Loranthus nickte der Gruppe hinterher.
„Ich wusste gar nicht, dass es auch ruhige Kinder gibt?“
„Keine Sorge! Nur, weil es Königskinder sind, können sie genauso toben und schreien wie die anderen.“
„Ist mir irgendwie entgangen“, konsternierte Loranthus und steckte sich den Finger prüfend ins Ohr.
Silvanus lachte.
„Sie wissen natürlich, wie sie sich zu benehmen haben, wenn sie mit dem ranghöchsten Druiden des gesamten Großkönigreiches unterwegs sind.“
„Aha! Ich verstehe. Und ich dachte schon, es liegt an dem großen Stock, den Aodhrix so kraftvoll bei jedem Schritt niedersausen lässt.“
Silvanus prustete los.
„Völlig verkehrt! Das ist das Statussymbol für den höchsten Druiden! Die Schlange, die sich schützend um den Baum des Lebens windet. Wenn du ihn mal richtig zu Gesicht bekommst, solltest du dir die Runen ansehen. Die Schlange ist über und über damit verziert und jede hat ihre eigene heilige Bedeutung, genau wie die Schlange und der Stock selbst. Aodhrix braucht keinen Knüppel zum Draufhauen. Es ist eine große Ehre, hinter dem obersten Druiden der Hermunduren zu gehen. Das weiß jedes Kind.“
„Lernen sie bei Aodhrix etwas über die Rechtsprechung?“
„Ganz recht. Sind alles seine Schüler. Seine kleinen wohlgemerkt.“
„Das ist mir aufgefallen! Dem kleinsten rutscht sogar noch der Torques über den Kopf, wenn er sich bückt!“
„Ha. Adalrich ist wirklich sehr zierlich, aber dafür ist er zäh und klug und freundlich, das genaue Gegenteil von seiner Schwester, Furia.“
Loranthus blieb abrupt stehen und stieß seinen ausgestreckten Zeigefinger in die Richtung, wo die Kinder gerade in der Menschenmenge verschwanden. Der letzte drehte sich nach ihnen um und winkte, als hätte er gewusst, dass sie ihm nachsahen. Selbst auf diese Entfernung leuchteten seine Augen wie zwei blaue Saphire.

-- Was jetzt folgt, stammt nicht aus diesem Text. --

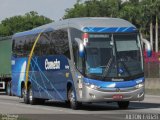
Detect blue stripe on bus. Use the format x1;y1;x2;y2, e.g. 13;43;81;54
84;77;145;88
83;27;137;33
13;28;53;38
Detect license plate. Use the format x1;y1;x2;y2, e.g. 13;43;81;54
112;94;123;100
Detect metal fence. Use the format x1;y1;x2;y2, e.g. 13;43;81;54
144;62;160;78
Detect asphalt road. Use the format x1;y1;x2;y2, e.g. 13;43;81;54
0;95;160;120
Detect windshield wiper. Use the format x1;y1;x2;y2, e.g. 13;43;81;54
102;56;113;79
118;61;131;76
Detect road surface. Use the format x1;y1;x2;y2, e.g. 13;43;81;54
0;95;160;120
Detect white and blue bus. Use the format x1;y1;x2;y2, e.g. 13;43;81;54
11;18;151;109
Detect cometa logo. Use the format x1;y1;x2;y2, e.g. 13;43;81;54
45;59;60;70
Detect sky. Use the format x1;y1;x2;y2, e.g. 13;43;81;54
0;0;80;21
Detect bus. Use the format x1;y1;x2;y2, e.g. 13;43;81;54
11;17;150;109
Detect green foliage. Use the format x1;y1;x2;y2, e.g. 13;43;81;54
0;11;52;36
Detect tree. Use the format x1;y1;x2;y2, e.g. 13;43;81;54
0;11;52;36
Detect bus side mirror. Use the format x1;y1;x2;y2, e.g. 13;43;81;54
75;38;84;58
141;38;152;57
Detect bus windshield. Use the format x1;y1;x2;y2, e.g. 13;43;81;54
85;33;143;79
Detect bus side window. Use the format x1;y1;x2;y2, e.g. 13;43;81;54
73;42;83;72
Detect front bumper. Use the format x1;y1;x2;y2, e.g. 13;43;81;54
80;86;144;102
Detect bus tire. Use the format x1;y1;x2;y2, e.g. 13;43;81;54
28;85;37;105
23;90;29;104
6;82;12;96
118;101;130;109
21;87;25;98
68;87;80;110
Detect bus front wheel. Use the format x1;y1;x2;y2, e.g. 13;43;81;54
68;88;80;110
118;101;129;109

„Der dort mit den hellbraunen Haaren und den azurblauen Augen?! Der letzte! Das ist der kleine Bruder von Furia?“
„Ja. Und da wir gerade bei der Verwandtschaft sind …“, begann Silvanus und deutete auf Adalrich, der in diesem Moment einen gellenden Pfiff ausstieß und sich suchend umschaute. „Dort kommt ein Sohn von Ethmanja!“
Loranthus und Ethmanja hoben beide gleichzeitig den Kopf, als ein junger Hirschhund an ihnen vorbei zischte und Richtung Adalrich stürmte. Mitten auf halber Strecke blieb er wie angewurzelt stehen, drehte sich um und rannte wieder zurück. Er hatte so viel Schwung, dass er in Ethmanja hinein krachte. Ethmanja riss das Maul auf und dann wirbelten die beiden Hunde so wild umeinander, dass nur noch zwei wedelnde Schwänze erkennbar waren.

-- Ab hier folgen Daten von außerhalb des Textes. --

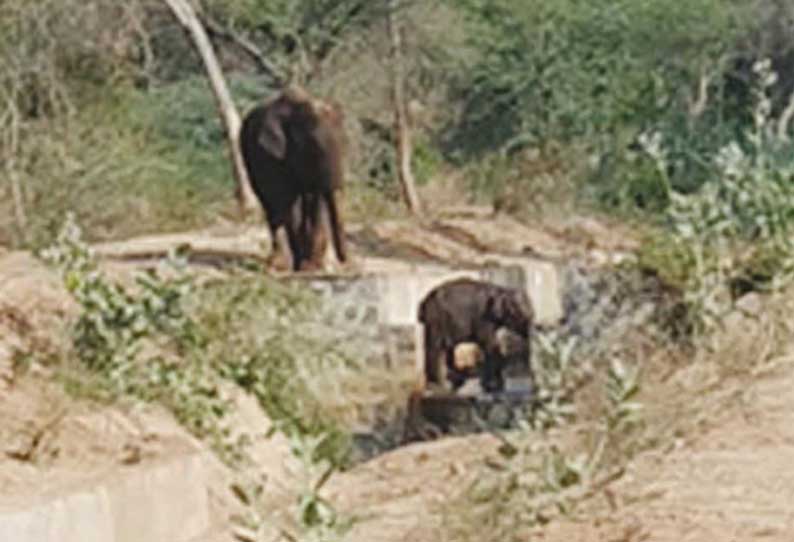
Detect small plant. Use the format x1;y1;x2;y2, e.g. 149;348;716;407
447;352;642;542
530;333;591;429
40;215;350;541
640;61;794;336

Silvanus schüttelte schmunzelnd den Kopf.
„Ich wusste gleich, dass der Kleine nicht für die Jagd taugt. Aber für Adalrich ist er genau der richtige Gefährte. Liebevoll, verspielt, treuherzig … später schenke ich ihm einen Hirschhund, den er perfekt für die Jagd nehmen kann, jetzt ist er ohnehin noch zu klein für derart gefährliche Unternehmungen.“
Ein Pfiff gellte zu ihnen herüber. Sofort hörte das spielerische Gerangel auf und der junge Hirschhund hob den Kopf. Adalrich strahlte über’s ganze Gesicht, winkte ihnen zu und pfiff noch einmal. Sein Gefährte gab Ethmanja noch einen Nasenstüber, schon rannte er los.